However, the point of RPGing is to have a plan laid out for your character before playing, not jumping in thinking, "oh dis lookz guud", then picking that. Rather, say, I want to play a mage, so you pick classes according to that play style, and if people previously played Elder Scrolls games they would not have a problem picking certain classes because they would know how each and every skill operates, and if you did not play the previous Elder Scrolls games there is this thing they send with the game called a manual.
Well said. Now I'm all for
better documenting how games work. For example, I think there would be a lot less animosity towards Morrowind's combat system if the game screamed at you during character creation "AGILITY IS IMPORTANT DAMNIT AND YES YOU ACTUALLY NEED FATIGUE IN THIS GAME IF YOU WANT TO BE ABLE TO HIT THINGS". Because that kind of went over peoples' heads and then they were complaining about how they couldn't punch mudcrabs.
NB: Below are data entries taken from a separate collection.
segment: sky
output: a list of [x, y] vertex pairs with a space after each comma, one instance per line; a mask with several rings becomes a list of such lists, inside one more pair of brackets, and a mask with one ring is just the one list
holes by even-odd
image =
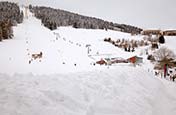
[[[4, 1], [4, 0], [0, 0]], [[25, 3], [26, 0], [8, 0]], [[28, 0], [116, 23], [144, 29], [175, 29], [175, 0]]]

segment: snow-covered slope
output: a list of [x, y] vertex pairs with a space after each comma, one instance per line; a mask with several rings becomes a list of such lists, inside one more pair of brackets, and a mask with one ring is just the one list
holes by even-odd
[[[31, 15], [22, 24], [14, 27], [14, 39], [0, 43], [0, 51], [4, 52], [0, 61], [1, 73], [51, 74], [87, 71], [93, 68], [90, 64], [95, 62], [88, 57], [86, 47], [88, 44], [91, 45], [91, 55], [97, 53], [103, 55], [101, 57], [134, 55], [105, 43], [103, 41], [105, 37], [127, 39], [130, 35], [115, 31], [71, 27], [60, 27], [58, 30], [50, 31], [41, 25], [40, 20]], [[31, 55], [40, 52], [43, 53], [41, 61], [37, 59], [29, 64]]]
[[[105, 37], [132, 36], [71, 27], [50, 31], [32, 15], [25, 19], [14, 27], [14, 39], [0, 42], [0, 113], [175, 115], [176, 84], [154, 77], [148, 62], [136, 67], [92, 65], [100, 58], [97, 54], [126, 58], [142, 50], [124, 52], [103, 42]], [[93, 58], [88, 57], [88, 44]], [[43, 57], [31, 61], [39, 52]]]
[[[73, 74], [0, 74], [3, 115], [175, 115], [175, 84], [140, 67]], [[167, 85], [167, 86], [166, 86]]]

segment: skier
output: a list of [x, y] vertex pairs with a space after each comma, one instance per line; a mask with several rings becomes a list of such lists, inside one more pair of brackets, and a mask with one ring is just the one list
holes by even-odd
[[164, 64], [164, 78], [166, 78], [167, 70], [168, 70], [168, 65]]

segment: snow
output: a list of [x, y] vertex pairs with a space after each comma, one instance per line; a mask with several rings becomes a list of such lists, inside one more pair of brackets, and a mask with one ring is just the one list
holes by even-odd
[[72, 75], [1, 74], [0, 79], [3, 115], [176, 114], [175, 84], [161, 82], [140, 67]]
[[[124, 52], [104, 42], [107, 37], [142, 38], [72, 27], [50, 31], [30, 14], [14, 27], [14, 39], [0, 42], [1, 114], [175, 115], [176, 84], [155, 77], [144, 53], [140, 66], [92, 65], [101, 57], [126, 59], [145, 50]], [[173, 50], [174, 41], [168, 37], [166, 42]], [[43, 57], [29, 63], [31, 54], [39, 52]]]

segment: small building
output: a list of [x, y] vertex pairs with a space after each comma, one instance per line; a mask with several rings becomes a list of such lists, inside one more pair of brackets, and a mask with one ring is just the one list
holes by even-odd
[[127, 59], [129, 63], [140, 64], [143, 63], [143, 58], [138, 56], [132, 56]]
[[100, 65], [104, 65], [105, 64], [106, 65], [107, 62], [104, 59], [101, 59], [101, 60], [97, 61], [96, 64], [100, 64]]

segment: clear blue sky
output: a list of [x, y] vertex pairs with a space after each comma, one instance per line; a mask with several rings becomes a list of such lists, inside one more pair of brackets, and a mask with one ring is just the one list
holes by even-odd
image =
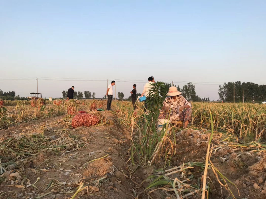
[[[1, 77], [266, 84], [265, 0], [0, 0], [0, 9]], [[127, 98], [135, 81], [117, 92]], [[40, 80], [38, 91], [59, 97], [73, 85], [99, 97], [107, 84]], [[195, 85], [218, 98], [218, 85]], [[36, 80], [0, 88], [26, 96]]]

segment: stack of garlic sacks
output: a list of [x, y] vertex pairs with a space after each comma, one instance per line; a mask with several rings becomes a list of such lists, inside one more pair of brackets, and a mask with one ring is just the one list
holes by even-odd
[[89, 113], [81, 113], [76, 115], [72, 119], [72, 127], [89, 127], [98, 124], [100, 120], [96, 116]]

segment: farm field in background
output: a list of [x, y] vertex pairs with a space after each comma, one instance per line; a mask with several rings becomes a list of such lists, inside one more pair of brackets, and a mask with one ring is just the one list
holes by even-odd
[[[188, 129], [154, 131], [145, 146], [141, 103], [45, 102], [0, 108], [0, 198], [201, 198], [210, 113], [209, 198], [266, 197], [265, 105], [193, 103]], [[78, 111], [99, 121], [74, 128]]]

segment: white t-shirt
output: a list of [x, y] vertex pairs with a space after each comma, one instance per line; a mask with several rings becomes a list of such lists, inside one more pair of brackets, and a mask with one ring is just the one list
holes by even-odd
[[109, 90], [108, 91], [108, 94], [113, 95], [113, 86], [111, 84], [109, 84], [108, 86], [108, 88], [109, 89]]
I love planning my character in advance and sticking with my intended playstyle - but since Skyrim is more or less focused on the three primary archetypes your axe-wielding barbarian could segue over to using daggers and still be just as proficient in killing things. They may as well not ship a manual with Skyrim (have they
made any mention of one?) because the game pretty much seems to tell you everything through the skills screen. A shame, I need more toilet reading material. :spotted owl:
Why Bethesda can't simply leave that added complexity there for people who want to use it is beyond me. Oh right, because then we would end up with a game like http://i681.photobucket.com/albums/vv175/Proditus/Unnecessary.jpg.
![Razz :P](http://gamesas.com/images/smilies/icon_razz.gif)
Still, I don't know how somebody could get "confused" in Oblivion. Many a character has been overtaken by level scaled enemies by not training the proper skills as the level up, yes, but that is more of a design flaw in the game itself than the game being "complicated".